The bedroom door remained closed for a long time – an eternity for a boy who had a penchant for getting himself into minor trouble. But even for a self-absorbed young teenager, he knew in his gut that this “wrong” wasn’t due to a bad report card or a broken window.
This was different.
The door finally opened and the boy and his younger sister were hustled into a 1975 Oldsmobile Vista Cruiser parked in the driveway – still running.
The man, who had hurried home early, drove his 13-year-old son and his 11-year-old daughter to his parents’ house across town. As the station wagon pulled in front, the boy’s grandparents were on the front step ready to greet them.
Something was really wrong.
Grandpa and Grandma hardly ever used the front door. Inside, an old RCA/Victor black and white television was turned on and amazingly for the first time in the boy’s memory his grandparents’ old T.V. wasn’t showing the Lawrence Welk Show.
Grandpa and Grandma and the man went into the kitchen leaving the boy and his sister in the front room with the T.V.
A short time later, the man returned to the front room and told the boy and his sister to mind their grandparents.
“You’re going to stay with Grandpa and Grandma for a little while – Mom has to go into the hospital – be good,” he said.
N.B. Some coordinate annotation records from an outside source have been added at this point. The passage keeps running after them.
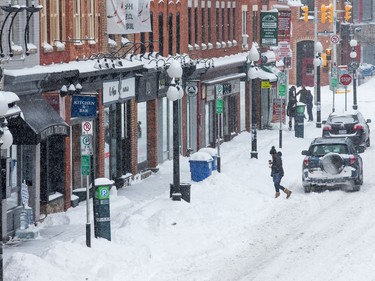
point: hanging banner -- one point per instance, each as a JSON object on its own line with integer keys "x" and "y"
{"x": 284, "y": 25}
{"x": 129, "y": 16}
{"x": 268, "y": 28}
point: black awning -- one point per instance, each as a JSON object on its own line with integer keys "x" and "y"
{"x": 38, "y": 120}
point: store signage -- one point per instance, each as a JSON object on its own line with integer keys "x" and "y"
{"x": 86, "y": 145}
{"x": 284, "y": 25}
{"x": 266, "y": 85}
{"x": 84, "y": 106}
{"x": 127, "y": 88}
{"x": 85, "y": 165}
{"x": 268, "y": 28}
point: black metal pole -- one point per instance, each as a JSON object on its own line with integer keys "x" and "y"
{"x": 176, "y": 192}
{"x": 1, "y": 236}
{"x": 318, "y": 112}
{"x": 355, "y": 106}
{"x": 254, "y": 153}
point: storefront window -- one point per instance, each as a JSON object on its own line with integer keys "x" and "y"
{"x": 14, "y": 199}
{"x": 110, "y": 141}
{"x": 167, "y": 129}
{"x": 142, "y": 132}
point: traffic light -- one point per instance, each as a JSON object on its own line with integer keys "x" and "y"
{"x": 328, "y": 54}
{"x": 323, "y": 56}
{"x": 323, "y": 13}
{"x": 330, "y": 12}
{"x": 305, "y": 13}
{"x": 348, "y": 13}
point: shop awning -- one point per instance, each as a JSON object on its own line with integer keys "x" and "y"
{"x": 37, "y": 121}
{"x": 265, "y": 74}
{"x": 226, "y": 78}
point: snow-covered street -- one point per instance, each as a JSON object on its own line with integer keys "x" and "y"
{"x": 233, "y": 229}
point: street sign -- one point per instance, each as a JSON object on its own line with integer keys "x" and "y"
{"x": 219, "y": 92}
{"x": 335, "y": 39}
{"x": 191, "y": 90}
{"x": 86, "y": 145}
{"x": 282, "y": 90}
{"x": 334, "y": 82}
{"x": 265, "y": 85}
{"x": 219, "y": 106}
{"x": 345, "y": 79}
{"x": 24, "y": 194}
{"x": 85, "y": 165}
{"x": 87, "y": 128}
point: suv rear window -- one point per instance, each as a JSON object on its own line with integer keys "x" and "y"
{"x": 323, "y": 149}
{"x": 343, "y": 119}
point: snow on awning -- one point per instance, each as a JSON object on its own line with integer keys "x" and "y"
{"x": 12, "y": 99}
{"x": 37, "y": 121}
{"x": 266, "y": 75}
{"x": 222, "y": 79}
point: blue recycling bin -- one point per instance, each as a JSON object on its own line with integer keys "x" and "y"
{"x": 213, "y": 153}
{"x": 200, "y": 166}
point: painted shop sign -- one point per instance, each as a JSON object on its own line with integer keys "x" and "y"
{"x": 84, "y": 106}
{"x": 268, "y": 28}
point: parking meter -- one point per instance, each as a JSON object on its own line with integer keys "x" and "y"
{"x": 102, "y": 217}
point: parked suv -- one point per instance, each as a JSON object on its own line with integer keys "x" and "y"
{"x": 349, "y": 124}
{"x": 332, "y": 163}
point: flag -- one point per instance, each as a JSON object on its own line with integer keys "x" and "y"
{"x": 129, "y": 16}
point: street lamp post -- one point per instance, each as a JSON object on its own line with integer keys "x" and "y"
{"x": 253, "y": 57}
{"x": 317, "y": 62}
{"x": 353, "y": 55}
{"x": 175, "y": 93}
{"x": 6, "y": 140}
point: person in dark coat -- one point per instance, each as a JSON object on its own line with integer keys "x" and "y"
{"x": 309, "y": 105}
{"x": 302, "y": 94}
{"x": 291, "y": 107}
{"x": 277, "y": 172}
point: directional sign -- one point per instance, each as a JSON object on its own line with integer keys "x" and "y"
{"x": 85, "y": 165}
{"x": 219, "y": 106}
{"x": 334, "y": 82}
{"x": 281, "y": 90}
{"x": 345, "y": 79}
{"x": 86, "y": 145}
{"x": 335, "y": 39}
{"x": 87, "y": 128}
{"x": 191, "y": 90}
{"x": 219, "y": 92}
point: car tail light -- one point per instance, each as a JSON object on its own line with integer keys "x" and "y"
{"x": 306, "y": 161}
{"x": 327, "y": 128}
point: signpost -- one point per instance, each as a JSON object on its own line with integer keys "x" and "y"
{"x": 86, "y": 152}
{"x": 219, "y": 112}
{"x": 281, "y": 86}
{"x": 345, "y": 79}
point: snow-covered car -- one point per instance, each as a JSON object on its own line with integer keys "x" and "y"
{"x": 350, "y": 124}
{"x": 331, "y": 163}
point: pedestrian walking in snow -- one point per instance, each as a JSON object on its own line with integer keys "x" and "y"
{"x": 291, "y": 107}
{"x": 309, "y": 105}
{"x": 277, "y": 172}
{"x": 302, "y": 94}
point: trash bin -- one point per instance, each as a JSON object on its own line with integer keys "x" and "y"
{"x": 299, "y": 120}
{"x": 213, "y": 153}
{"x": 200, "y": 166}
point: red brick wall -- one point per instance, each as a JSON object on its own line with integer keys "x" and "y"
{"x": 152, "y": 133}
{"x": 72, "y": 51}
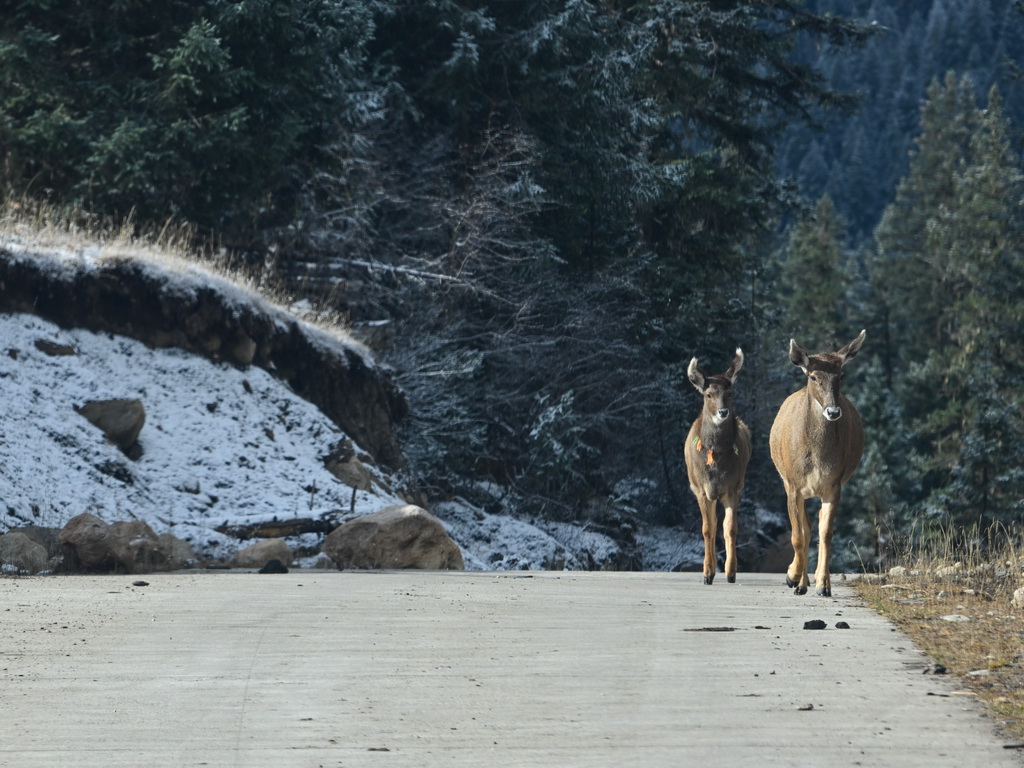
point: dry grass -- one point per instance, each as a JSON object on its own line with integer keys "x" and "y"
{"x": 174, "y": 248}
{"x": 952, "y": 595}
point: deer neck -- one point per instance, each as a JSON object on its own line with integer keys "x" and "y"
{"x": 814, "y": 422}
{"x": 718, "y": 436}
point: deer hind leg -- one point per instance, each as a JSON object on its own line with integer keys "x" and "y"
{"x": 709, "y": 514}
{"x": 826, "y": 522}
{"x": 729, "y": 530}
{"x": 796, "y": 576}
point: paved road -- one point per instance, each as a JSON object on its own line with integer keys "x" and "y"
{"x": 430, "y": 669}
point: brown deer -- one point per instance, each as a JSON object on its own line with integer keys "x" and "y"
{"x": 816, "y": 441}
{"x": 717, "y": 452}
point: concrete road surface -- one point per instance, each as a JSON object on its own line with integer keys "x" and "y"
{"x": 467, "y": 669}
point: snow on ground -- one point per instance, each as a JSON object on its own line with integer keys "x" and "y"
{"x": 220, "y": 446}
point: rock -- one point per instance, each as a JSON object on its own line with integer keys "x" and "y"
{"x": 120, "y": 420}
{"x": 23, "y": 554}
{"x": 88, "y": 546}
{"x": 259, "y": 554}
{"x": 273, "y": 566}
{"x": 949, "y": 571}
{"x": 352, "y": 472}
{"x": 147, "y": 552}
{"x": 46, "y": 537}
{"x": 53, "y": 349}
{"x": 399, "y": 537}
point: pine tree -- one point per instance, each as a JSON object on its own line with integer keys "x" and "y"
{"x": 908, "y": 272}
{"x": 814, "y": 280}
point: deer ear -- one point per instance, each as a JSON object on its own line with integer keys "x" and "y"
{"x": 737, "y": 363}
{"x": 798, "y": 355}
{"x": 695, "y": 376}
{"x": 852, "y": 348}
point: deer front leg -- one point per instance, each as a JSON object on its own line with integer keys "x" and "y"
{"x": 826, "y": 522}
{"x": 709, "y": 514}
{"x": 729, "y": 529}
{"x": 801, "y": 534}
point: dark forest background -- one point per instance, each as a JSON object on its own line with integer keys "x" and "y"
{"x": 543, "y": 210}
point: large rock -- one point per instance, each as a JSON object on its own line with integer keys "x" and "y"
{"x": 45, "y": 537}
{"x": 20, "y": 553}
{"x": 400, "y": 537}
{"x": 259, "y": 554}
{"x": 88, "y": 546}
{"x": 146, "y": 552}
{"x": 120, "y": 420}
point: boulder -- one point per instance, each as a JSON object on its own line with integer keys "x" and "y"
{"x": 399, "y": 537}
{"x": 20, "y": 553}
{"x": 88, "y": 546}
{"x": 42, "y": 535}
{"x": 146, "y": 552}
{"x": 120, "y": 420}
{"x": 259, "y": 554}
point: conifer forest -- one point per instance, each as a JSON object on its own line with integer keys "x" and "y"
{"x": 553, "y": 206}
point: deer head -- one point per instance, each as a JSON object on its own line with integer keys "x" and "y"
{"x": 824, "y": 374}
{"x": 717, "y": 390}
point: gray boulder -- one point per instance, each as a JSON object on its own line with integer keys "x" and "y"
{"x": 147, "y": 552}
{"x": 399, "y": 537}
{"x": 88, "y": 546}
{"x": 120, "y": 420}
{"x": 20, "y": 553}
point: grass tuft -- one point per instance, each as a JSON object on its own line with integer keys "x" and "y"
{"x": 952, "y": 593}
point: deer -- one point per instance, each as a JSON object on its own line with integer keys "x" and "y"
{"x": 717, "y": 452}
{"x": 816, "y": 442}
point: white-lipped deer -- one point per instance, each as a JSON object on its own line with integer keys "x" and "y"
{"x": 816, "y": 442}
{"x": 717, "y": 452}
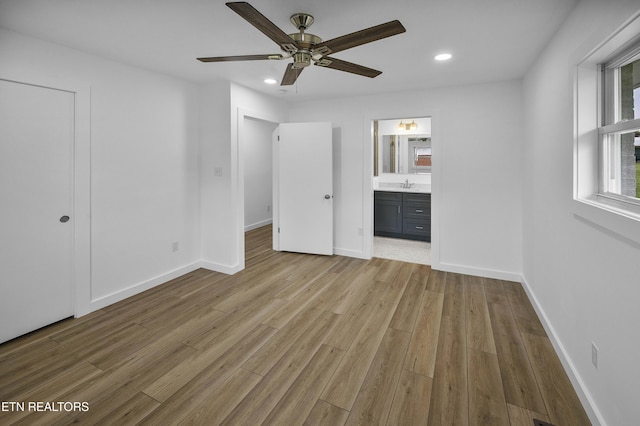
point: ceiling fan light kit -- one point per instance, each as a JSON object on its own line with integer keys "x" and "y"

Grandma gave him a hug and the man left.
A blurry several days later, the man returned to his parents’ place and called the boy and his sister into their grandparents’ front room.
“I have to tell you something,” he began. “Your mother has had an operation – the doctor found a lump – she’s okay – but they had to – well, they took her breast – she’ll be okay – but they had to – it was cancer.”
It was the first time I ever saw my father cry. The year was 1978.
October is Breast Cancer Awareness Month in Prince Rupert and across the country. And while the Canadian Cancer Society continues its fight to eradicate this terrible disease and provide hope, more importantly for me, on Oct. 20, I will be able call Vivian Hamilton and wish her a happy birthday.
She is my mother and a breast cancer survivor.
Happy Birthday Mom – I love you.
And to the Canadian Cancer Society – thank you for helping give that scared 13-year-old boy a chance to say happy birthday – 34 years in a row.